James Franklin appreciates Saquon Barkley's tough runs for Penn State
The star running back rushed for 158 yards in the win over Nebraska and reached 1,000 yards for the third straight year.
There are a few reasons why Penn State rushed for 263 yards and averaged a season-high 7.5 yards per rush last Saturday.
Some of it was the opponent, a Nebraska team that had allowed 409 yards on the ground the week before at Minnesota. Some of it was offensive coordinator Joe Moorhead's play-calling. But much of it was the fact that Saquon Barkley went 17 carries without losing a single yard while rolling up 158, his best game since his Week 4 211-yard breakout at Iowa.
The best part of the day for head coach James Franklin was watching Barkley do a better job of running toward the line of scrimmage instead of trying to make a move or cut back in the hopes of a bigger gain.

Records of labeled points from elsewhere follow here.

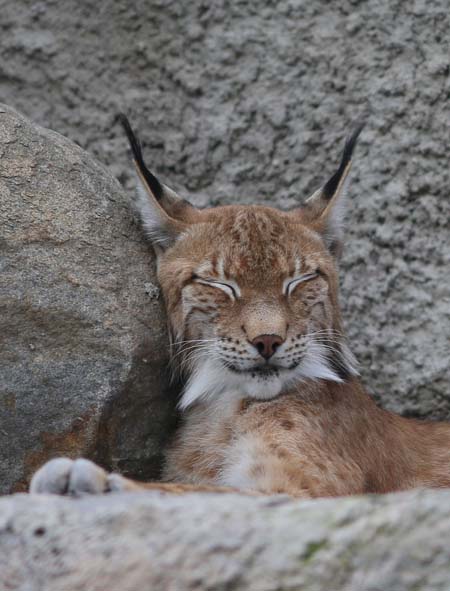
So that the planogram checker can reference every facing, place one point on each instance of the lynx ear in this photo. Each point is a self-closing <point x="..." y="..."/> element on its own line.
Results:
<point x="163" y="214"/>
<point x="324" y="210"/>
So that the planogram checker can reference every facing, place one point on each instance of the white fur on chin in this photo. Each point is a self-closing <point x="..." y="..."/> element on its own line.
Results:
<point x="211" y="378"/>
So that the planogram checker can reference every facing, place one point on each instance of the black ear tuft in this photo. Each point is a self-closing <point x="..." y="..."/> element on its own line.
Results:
<point x="135" y="145"/>
<point x="332" y="184"/>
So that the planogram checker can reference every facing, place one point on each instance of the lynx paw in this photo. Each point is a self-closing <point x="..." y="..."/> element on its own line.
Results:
<point x="63" y="476"/>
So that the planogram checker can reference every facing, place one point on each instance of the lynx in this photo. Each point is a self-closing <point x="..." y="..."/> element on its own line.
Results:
<point x="272" y="402"/>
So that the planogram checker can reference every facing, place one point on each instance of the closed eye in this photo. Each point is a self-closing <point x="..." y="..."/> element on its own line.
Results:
<point x="230" y="288"/>
<point x="290" y="284"/>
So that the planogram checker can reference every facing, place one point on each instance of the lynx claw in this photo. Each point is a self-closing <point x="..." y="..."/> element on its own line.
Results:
<point x="63" y="476"/>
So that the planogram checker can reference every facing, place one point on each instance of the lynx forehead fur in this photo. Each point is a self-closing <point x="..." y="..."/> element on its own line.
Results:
<point x="271" y="402"/>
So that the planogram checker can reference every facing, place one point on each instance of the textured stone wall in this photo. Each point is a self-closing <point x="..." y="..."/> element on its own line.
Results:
<point x="137" y="542"/>
<point x="249" y="101"/>
<point x="83" y="344"/>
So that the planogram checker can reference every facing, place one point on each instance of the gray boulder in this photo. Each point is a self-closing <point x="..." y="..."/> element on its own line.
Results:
<point x="202" y="542"/>
<point x="83" y="344"/>
<point x="246" y="101"/>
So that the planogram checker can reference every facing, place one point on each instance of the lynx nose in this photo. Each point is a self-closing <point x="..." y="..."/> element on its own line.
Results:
<point x="267" y="344"/>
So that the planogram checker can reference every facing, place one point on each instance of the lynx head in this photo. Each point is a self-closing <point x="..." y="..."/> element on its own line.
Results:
<point x="251" y="292"/>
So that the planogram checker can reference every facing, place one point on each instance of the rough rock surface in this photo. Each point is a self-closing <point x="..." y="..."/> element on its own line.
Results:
<point x="218" y="542"/>
<point x="248" y="101"/>
<point x="83" y="346"/>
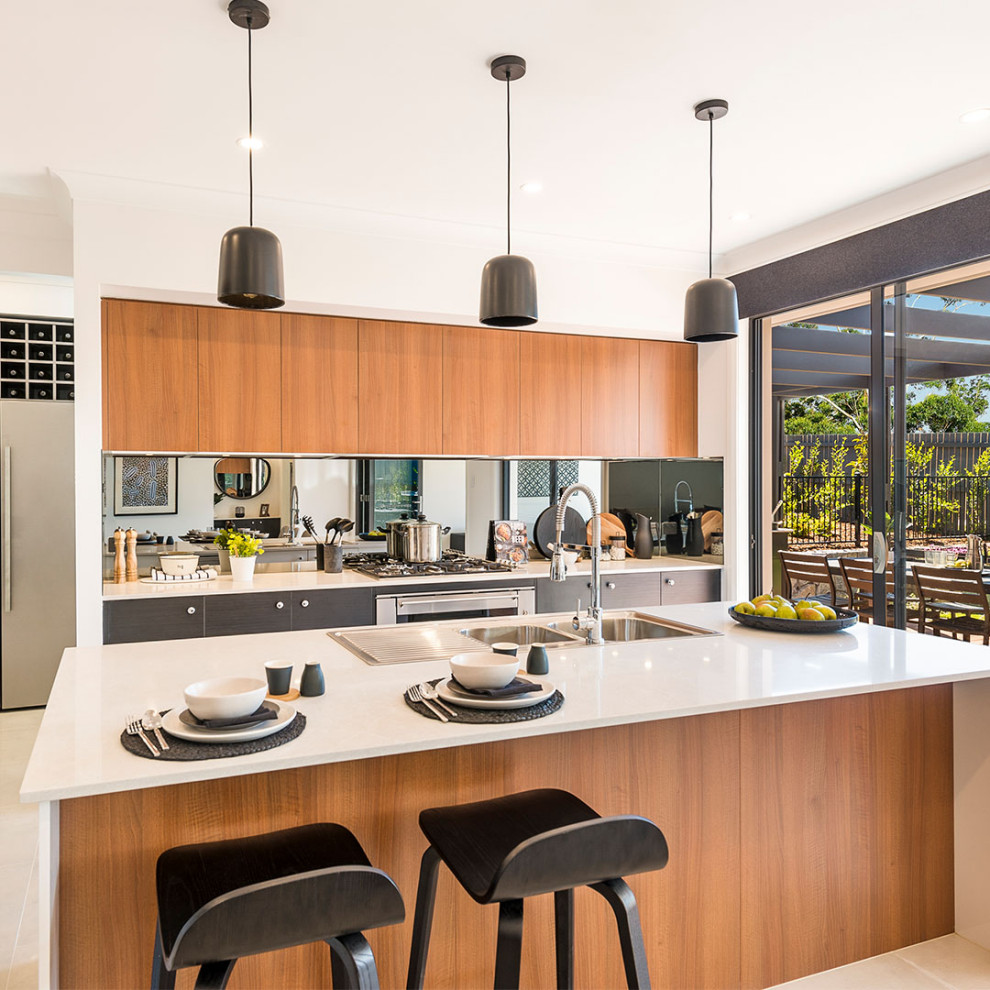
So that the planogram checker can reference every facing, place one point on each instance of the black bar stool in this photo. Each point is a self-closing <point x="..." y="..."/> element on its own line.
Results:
<point x="537" y="842"/>
<point x="219" y="901"/>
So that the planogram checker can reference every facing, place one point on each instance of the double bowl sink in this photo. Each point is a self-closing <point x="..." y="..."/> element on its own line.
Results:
<point x="412" y="642"/>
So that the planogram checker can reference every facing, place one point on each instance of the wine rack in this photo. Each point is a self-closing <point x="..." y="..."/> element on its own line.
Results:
<point x="37" y="359"/>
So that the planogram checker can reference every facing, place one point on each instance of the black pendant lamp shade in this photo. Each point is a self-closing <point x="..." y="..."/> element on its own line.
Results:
<point x="250" y="257"/>
<point x="508" y="282"/>
<point x="711" y="309"/>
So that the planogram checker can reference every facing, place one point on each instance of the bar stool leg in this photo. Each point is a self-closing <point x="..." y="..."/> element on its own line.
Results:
<point x="623" y="903"/>
<point x="161" y="978"/>
<point x="508" y="954"/>
<point x="353" y="963"/>
<point x="423" y="919"/>
<point x="563" y="916"/>
<point x="214" y="975"/>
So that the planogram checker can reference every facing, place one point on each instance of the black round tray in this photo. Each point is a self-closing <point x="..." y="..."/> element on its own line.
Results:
<point x="845" y="618"/>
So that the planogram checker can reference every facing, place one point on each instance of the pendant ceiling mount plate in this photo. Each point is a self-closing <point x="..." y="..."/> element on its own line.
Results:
<point x="512" y="67"/>
<point x="251" y="14"/>
<point x="711" y="109"/>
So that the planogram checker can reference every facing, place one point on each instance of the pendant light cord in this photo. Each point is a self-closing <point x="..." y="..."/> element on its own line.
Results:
<point x="711" y="185"/>
<point x="250" y="135"/>
<point x="508" y="167"/>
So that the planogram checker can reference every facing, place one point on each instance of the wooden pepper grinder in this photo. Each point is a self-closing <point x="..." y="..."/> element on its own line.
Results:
<point x="131" y="554"/>
<point x="118" y="560"/>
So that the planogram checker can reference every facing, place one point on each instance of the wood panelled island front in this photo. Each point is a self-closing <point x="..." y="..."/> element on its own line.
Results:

"I thought Saquon did a really good job of lowering his shoulder and just hammering in there," Franklin said Tuesday at his weekly teleconference. "It's funny, Saquon lowers his shoulder and gets four yards and everybody's kind of rolling their eyes like, unless he goes for 80, it's not as fun and exciting. But they're the ones that I'm most impressed with, just being willing to hammer that thing up there and get a positive play.
"I think Saquon did a good job of sticking his foot in the ground and getting north-south more consistently. There's a fine line with that. There's times where he does cut back and lose yardage and he goes for 80 and everybody thinks it's awesome, but then when he gets tackled for a loss, that doesn't go over very well."
The offensive line also played a big role in Barkley's success. Offensive tackle Chasz Wright said Moorhead and line coach Matt Limegrover challenged the big guys up front.
"It was about what we had to do to become more of a balanced offense," Wright said. "As offensive linemen, we're very key within the offense … we don't need to be one-dimensional. That was probably one of the main points that coach Moorhead brought up to be a more balanced offense and get the running game going.
"That honestly put most of the responsibility on us to come off the ball, have a finishing mentality at all times."
Barkley reached 1,000 rushing yards for the third consecutive season and scored three touchdowns to give him a program record of 39 career TDs on the ground. He needs to average 152 yards in his last two games – Saturday at Maryland and a bowl game – to top Evan Royster's Penn State all-time rushing record of 3,932.
During his post-game interview, Barkley, who is expected to declare for the NFL Draft after the season is over, said he would play in the Nittany Lions' bowl game, and not sit it out like Stanford's Christian McCaffrey and Louisiana State's Leonard Fournette did.
Franklin told reporters Tuesday that he felt the bowl question directed at Barkley was "inappropriate."
"I know you guys don't have to ask questions that I like or agree with, but I think to ask a player about whether they're going to play in a bowl game when we still have a game yet (and) we don't even know what bowl we're going to, is inappropriate," he said. "I don't like the question anyway in general … we're not even in bowl season yet."